When Ben and I reconnected we talked a lot about this kind of thing. Ben went to the same school as me but was about six years my junior. He lived a few doors down from where I lived and his parents were friends of my godfather – whom I lodged with at the time. Ben was a terrifically talented young artist – he and I were both Art Scholars at St. Andrews prep school and Eastbourne College – and he used to come around and see what I was working on back when I was Don Lawrence's apprentice. I used to give him bits of art and a few tips, and for a while we stayed in touch.
Ben came to see me in Teddington when I was later working on Frazetta's Death Dealer for Verotik – he was at St. Martin's College in London then, (and was now taller and better looking than me.) Again I gave him some art and a few tips, and off he went.
The next time I saw him was by pure chance on Tomorrow's World – a famous old British TV series about future innovation that ran for decades. Ben was in the middle of the Gobi Desert broadcasting via a satellite hook-up and a live streaming feed from a device built by his brother Guy, who was also there. It could broadcast live from anywhere in the world and was way ahead of it's time.
After that it was some years before I caught him on another TV show about branding a progressive new high-end tailors in London. At the same time Ben was looking me up too, and had ordered all the Mam Tor publications. When I looked into this bulk order from Moving Brands I found that their CEO was none other than Ben.
Before long we were sitting in a pub together putting the world to rights.
Ben was desperate to exercise his creative side again and showed me some brilliant developmental work he had been doing on various characters – for films, books and comics. I told him our experience with Mam Tor, he told me his at Moving Brands, and we started throwing ideas around for projects we could jointly be involved with. At that time I was starting to get some advertising work and we thrashed around an idea for a collective hub – a base that could showcase the best of the UK's comic talent to a more above the line marketplace. It seemed to both of us that comic artists had a hell of a lot to offer the advertising industry. Ben set up the deals on the Rubberduckzilla advertising campaign for the Oasis drink – which was a TV ad, a free comic in various magazines and a huge poster campaign with art done by myself. But ultimately there's not really enough work out there to make this concept work either, and advertising in general is going through a transitional period.

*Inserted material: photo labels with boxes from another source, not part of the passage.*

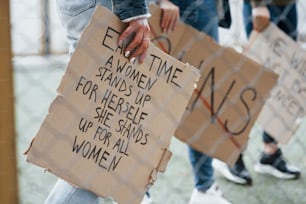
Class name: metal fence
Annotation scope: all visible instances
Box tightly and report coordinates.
[4,0,306,204]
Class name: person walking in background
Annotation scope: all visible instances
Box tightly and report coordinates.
[153,0,229,204]
[213,0,301,184]
[45,0,150,204]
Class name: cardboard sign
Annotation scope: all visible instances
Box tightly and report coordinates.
[246,23,306,144]
[150,5,278,165]
[27,7,200,204]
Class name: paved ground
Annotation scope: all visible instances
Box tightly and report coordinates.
[13,56,306,204]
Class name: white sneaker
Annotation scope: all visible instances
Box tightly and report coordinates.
[140,194,153,204]
[188,183,231,204]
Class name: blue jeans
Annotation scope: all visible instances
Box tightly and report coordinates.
[243,3,297,144]
[172,0,219,191]
[243,3,298,40]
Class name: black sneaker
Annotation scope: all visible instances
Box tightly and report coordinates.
[213,155,252,185]
[254,149,301,179]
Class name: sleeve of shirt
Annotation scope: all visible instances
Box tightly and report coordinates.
[113,0,150,22]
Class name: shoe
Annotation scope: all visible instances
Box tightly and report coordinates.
[212,155,252,185]
[140,192,153,204]
[188,183,231,204]
[254,149,301,179]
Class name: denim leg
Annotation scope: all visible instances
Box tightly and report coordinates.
[57,0,112,55]
[188,147,215,191]
[172,0,219,191]
[44,179,99,204]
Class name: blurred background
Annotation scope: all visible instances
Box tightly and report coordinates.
[0,0,306,204]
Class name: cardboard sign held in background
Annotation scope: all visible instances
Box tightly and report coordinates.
[246,23,306,144]
[150,5,278,165]
[27,7,199,204]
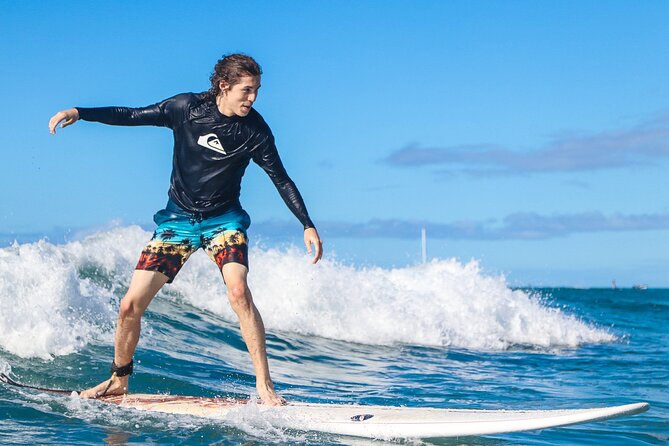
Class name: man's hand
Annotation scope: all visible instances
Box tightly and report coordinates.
[49,108,79,135]
[304,228,323,263]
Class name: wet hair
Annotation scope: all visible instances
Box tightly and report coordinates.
[207,53,262,98]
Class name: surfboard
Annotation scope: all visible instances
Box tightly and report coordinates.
[0,374,650,439]
[101,394,650,439]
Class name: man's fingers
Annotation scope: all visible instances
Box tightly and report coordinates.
[304,228,323,263]
[49,112,63,135]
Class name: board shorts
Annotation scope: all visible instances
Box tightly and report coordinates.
[135,200,251,283]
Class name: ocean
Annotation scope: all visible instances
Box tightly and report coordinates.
[0,226,669,445]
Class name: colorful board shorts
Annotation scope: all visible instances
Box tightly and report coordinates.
[135,200,251,283]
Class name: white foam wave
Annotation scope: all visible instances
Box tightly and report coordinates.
[0,226,615,358]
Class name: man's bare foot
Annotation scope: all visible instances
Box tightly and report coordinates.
[79,376,128,398]
[256,381,288,406]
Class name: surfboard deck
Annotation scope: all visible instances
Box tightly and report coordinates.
[100,394,650,439]
[0,373,650,439]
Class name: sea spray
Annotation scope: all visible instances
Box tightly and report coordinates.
[0,226,615,358]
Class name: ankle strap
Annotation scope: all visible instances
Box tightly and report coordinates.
[111,359,133,378]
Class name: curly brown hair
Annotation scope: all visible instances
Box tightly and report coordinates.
[207,53,262,98]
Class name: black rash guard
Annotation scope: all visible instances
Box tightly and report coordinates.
[77,93,314,229]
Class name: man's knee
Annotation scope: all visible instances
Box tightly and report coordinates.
[119,294,143,319]
[227,281,252,311]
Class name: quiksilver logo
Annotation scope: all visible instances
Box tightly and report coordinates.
[197,133,227,155]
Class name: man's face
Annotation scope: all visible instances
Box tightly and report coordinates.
[219,76,260,116]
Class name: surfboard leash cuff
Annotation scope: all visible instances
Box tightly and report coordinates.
[111,360,133,378]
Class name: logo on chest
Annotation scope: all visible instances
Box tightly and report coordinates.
[197,133,227,155]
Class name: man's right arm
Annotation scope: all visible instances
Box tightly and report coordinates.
[49,95,186,133]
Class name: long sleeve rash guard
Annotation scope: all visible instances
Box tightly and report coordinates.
[77,93,314,229]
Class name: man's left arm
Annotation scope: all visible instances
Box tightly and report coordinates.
[253,135,323,263]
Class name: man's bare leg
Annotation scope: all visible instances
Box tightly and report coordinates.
[222,263,286,406]
[80,270,167,398]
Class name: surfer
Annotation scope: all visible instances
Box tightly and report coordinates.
[49,54,323,405]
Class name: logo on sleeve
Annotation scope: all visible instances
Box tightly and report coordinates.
[197,133,227,155]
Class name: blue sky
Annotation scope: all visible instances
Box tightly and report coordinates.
[0,1,669,286]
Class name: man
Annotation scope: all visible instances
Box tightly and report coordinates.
[49,54,323,405]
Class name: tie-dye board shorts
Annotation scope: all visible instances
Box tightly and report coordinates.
[136,201,251,283]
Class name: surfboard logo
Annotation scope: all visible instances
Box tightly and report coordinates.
[197,133,227,155]
[351,413,374,421]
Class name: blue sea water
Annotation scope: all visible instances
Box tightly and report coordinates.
[0,227,669,445]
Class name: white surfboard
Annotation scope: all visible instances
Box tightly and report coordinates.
[101,394,650,439]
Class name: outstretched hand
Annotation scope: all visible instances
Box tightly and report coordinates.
[49,108,79,135]
[304,228,323,263]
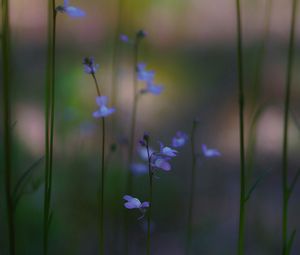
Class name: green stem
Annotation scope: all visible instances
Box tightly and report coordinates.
[124,34,139,255]
[2,0,15,255]
[236,0,246,255]
[111,0,123,130]
[251,0,273,104]
[127,39,139,194]
[146,141,153,255]
[43,0,56,255]
[92,73,105,255]
[282,0,298,255]
[186,120,197,254]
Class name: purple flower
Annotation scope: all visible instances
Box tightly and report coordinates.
[123,195,150,210]
[119,34,131,43]
[159,142,178,157]
[55,0,85,18]
[172,131,188,148]
[202,144,221,158]
[93,96,115,118]
[130,163,148,175]
[83,57,99,74]
[141,81,164,95]
[137,63,155,82]
[138,146,153,161]
[151,155,171,171]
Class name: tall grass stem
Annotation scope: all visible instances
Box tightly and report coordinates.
[282,0,298,255]
[185,121,197,255]
[236,0,246,255]
[2,0,16,255]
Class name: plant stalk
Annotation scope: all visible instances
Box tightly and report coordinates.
[147,141,153,255]
[2,0,16,255]
[186,121,197,255]
[43,0,56,255]
[236,0,246,255]
[92,73,105,255]
[282,0,298,255]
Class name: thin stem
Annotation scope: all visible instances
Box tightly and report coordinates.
[127,39,139,194]
[43,0,56,255]
[146,141,153,255]
[236,0,246,255]
[111,0,123,130]
[2,0,15,255]
[186,121,197,254]
[282,0,298,255]
[252,0,273,106]
[124,35,139,255]
[91,73,105,255]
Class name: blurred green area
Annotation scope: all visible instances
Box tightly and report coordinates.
[0,0,300,255]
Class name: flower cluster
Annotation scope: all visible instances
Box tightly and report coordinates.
[137,63,164,95]
[93,96,116,118]
[123,195,150,219]
[83,57,99,74]
[55,0,85,18]
[130,131,188,175]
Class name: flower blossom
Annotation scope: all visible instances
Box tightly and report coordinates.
[123,195,150,219]
[55,0,85,18]
[151,154,171,171]
[83,57,99,74]
[172,131,188,148]
[137,63,155,82]
[202,144,221,158]
[141,81,164,95]
[130,163,148,175]
[93,96,115,118]
[159,142,178,157]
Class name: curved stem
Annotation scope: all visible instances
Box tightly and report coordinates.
[282,0,298,255]
[146,141,153,255]
[186,121,197,254]
[2,0,15,255]
[43,0,56,255]
[236,0,246,255]
[91,73,105,255]
[127,39,139,194]
[124,35,139,255]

Ultimately what we both knew we wanted out of a collaboration between us was simple – the chance to publish our own work under our own terms. So then it became a question about how do we do that?

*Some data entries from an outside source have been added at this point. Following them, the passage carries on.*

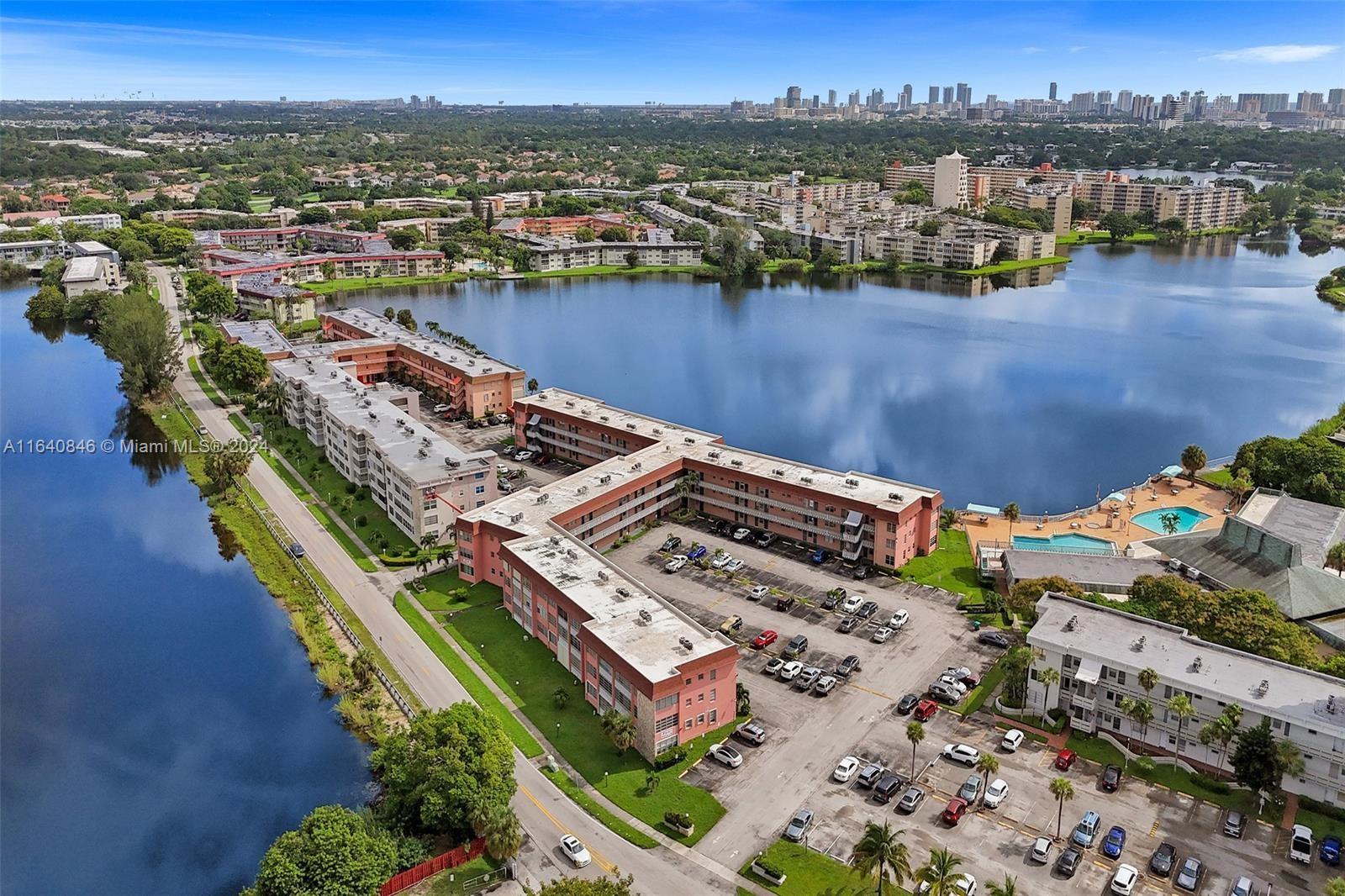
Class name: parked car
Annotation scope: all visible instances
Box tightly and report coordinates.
[873,772,905,804]
[836,654,859,678]
[897,784,924,813]
[939,797,967,825]
[1101,766,1121,793]
[831,756,859,784]
[1069,810,1101,849]
[1173,856,1205,892]
[704,741,742,768]
[1056,846,1084,878]
[1111,865,1139,896]
[912,699,939,721]
[943,744,980,766]
[561,834,593,867]
[752,628,780,650]
[977,631,1009,650]
[856,763,888,788]
[1148,844,1177,878]
[733,723,765,746]
[784,809,812,844]
[1101,825,1126,858]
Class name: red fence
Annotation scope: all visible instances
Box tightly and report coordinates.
[378,838,486,896]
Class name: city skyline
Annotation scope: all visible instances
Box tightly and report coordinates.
[0,2,1345,105]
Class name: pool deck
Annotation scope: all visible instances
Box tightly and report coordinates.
[962,479,1229,551]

The answer was – create a digital comic. Create an app.
The great thing about the current situation of digital publishing is that it's wide open. There are no rules yet, and nothing is truly dominating in the same way the big companies dominate printed matter. We can get our work out to anybody. And it can also be collated and printed to order for anybody who loves printed matter. For me the internet is the new corner shop – the more comics are seen in digital format the more people will get interested in them and find their way back to the stores. At the moment kids no longer see comics in the shops. In day to day life you barely see them at all! When I was young you saw them in every newsagent and street corner store. On holiday they were bagged in multiple copies and sold cheep. That was the thing – it was cheep, accessible entertainment. I didn't even know there were specialist outlets until I was about 19! So for me it was the wider visibility of the material that hooked me in, and later took me to the stores where you could really indulge your interest. One led to the other. So after that it was about building a fantastic platform and getting some great talent on board – and that's where we're at now.

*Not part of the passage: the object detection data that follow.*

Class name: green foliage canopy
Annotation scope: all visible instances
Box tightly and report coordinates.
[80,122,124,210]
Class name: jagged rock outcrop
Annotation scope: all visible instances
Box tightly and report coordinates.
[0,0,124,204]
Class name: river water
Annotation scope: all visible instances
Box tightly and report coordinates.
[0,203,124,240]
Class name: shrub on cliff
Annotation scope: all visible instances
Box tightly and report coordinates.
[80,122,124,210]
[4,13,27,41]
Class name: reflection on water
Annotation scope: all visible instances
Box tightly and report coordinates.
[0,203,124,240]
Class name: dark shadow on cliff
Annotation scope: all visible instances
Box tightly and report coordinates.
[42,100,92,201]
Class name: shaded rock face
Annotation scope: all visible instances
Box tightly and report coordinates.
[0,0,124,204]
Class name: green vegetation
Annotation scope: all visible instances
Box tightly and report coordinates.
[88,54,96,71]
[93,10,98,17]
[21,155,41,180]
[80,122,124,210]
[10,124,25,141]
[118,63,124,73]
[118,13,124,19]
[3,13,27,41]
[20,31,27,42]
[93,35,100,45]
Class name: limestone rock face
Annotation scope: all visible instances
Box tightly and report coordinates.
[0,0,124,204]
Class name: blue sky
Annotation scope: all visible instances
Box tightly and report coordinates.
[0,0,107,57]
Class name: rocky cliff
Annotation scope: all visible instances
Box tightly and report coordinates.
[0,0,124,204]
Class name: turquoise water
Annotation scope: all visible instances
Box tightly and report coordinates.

The stories should be emerging towards the end of 2011 and will be 'Captain Stone is Missing…' by myself and my wife Christina. Dave Gibbons is writing and drawing a story featuring his creator-owned characters called 'Treatment'. Ben is debuting in comics and showcasing his character 'Mono'. We have other stories in development too from Mike Carey and Dave Kendall, called 'Houses of the Holy', and Edmund Bagwell, called 'Ricky the Boy Machine'. And there will be opportunities for established talent and new creators to get involved as we progress.
Ben and I have been working on this for a couple of years now, and San Diego Comic Con just seemed the perfect place to raise our heads above the parapets and announce our arrival – which we're celebrating with my books 'Dead Apes in the Snow' and 'The Shed', as well as Ben's 'Mono' sketchbook, all published traditionally by Madefire.
Dave Gibbons, Ben and myself will be signing and answering questions on the Madefire stand (4902 in SDCC) on the Saturday afternoon at 4.00pm, and we'll have other bits and bobs to give away also.